Further—and I know it's coming up to morning tea, but I will just say one more thing—we really do need to establish a national compensation scheme. We have set out a framework for that at the end of our submission. The framework for the scheme sets out eligibility criteria. A person would be eligible for compensation if they have experienced a crime of modern slavery in Australia, if they have experienced harm as a result of that crime and if the application is lodged within two years, with some discretion. The scheme is essentially administrative in nature, modelled on existing schemes in the Commonwealth, but this scheme would provide real benefit to forgotten people, forgotten slaves, in Australia—those who have experienced such egregious harm and trauma in their lives. A compensation scheme provides formal recognition for people who had suffered here. It also provides a small amount of financial compensation that will help them take a different direction in their lives.
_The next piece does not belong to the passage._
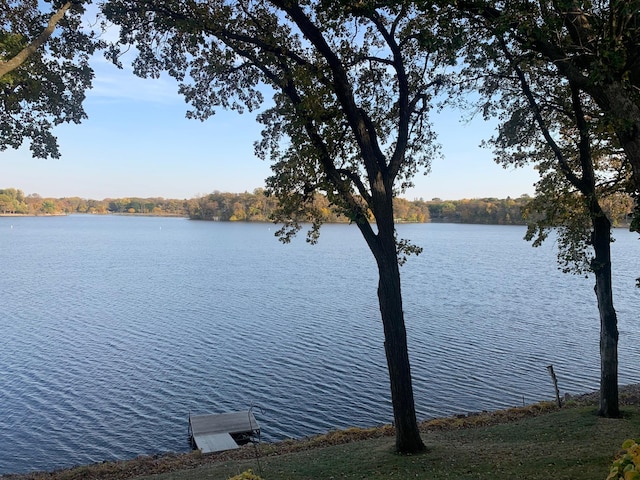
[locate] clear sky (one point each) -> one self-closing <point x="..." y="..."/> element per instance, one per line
<point x="138" y="143"/>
It will help them move towards recovery.

I and Fiona McLeod, whom you heard from yesterday, have long submitted through many fora that Australia should establish a national compensation scheme. Two committee reports were handed down last year, one by the Joint Committee on Law Enforcement and the other by the joint standing committee. Each of those committees recommended the establishment of a national compensation scheme. We've costed it to be $5 million in each year. We've looked at historical data to evidence that costing. It would make a real difference to those in Australia who have been trafficked and enslaved, so I would commend that to the community.

Senator PRATT: Thank you both very much for your evidence.

Prof. Burn : On behalf of Paul, if the committee would like any additional information about any of these aspects, including further consideration on the issue of penalties, we'd be very happy to provide it.

Senator PRATT: Thank you.

CHAIR: Thanks very much for that offer, and for your written submission and for how you've helped the committee here today. We very much appreciate your assistance. With that, I'll adjourn the hearing until quarter past 11, when we'll hear from the Property Council of Australia.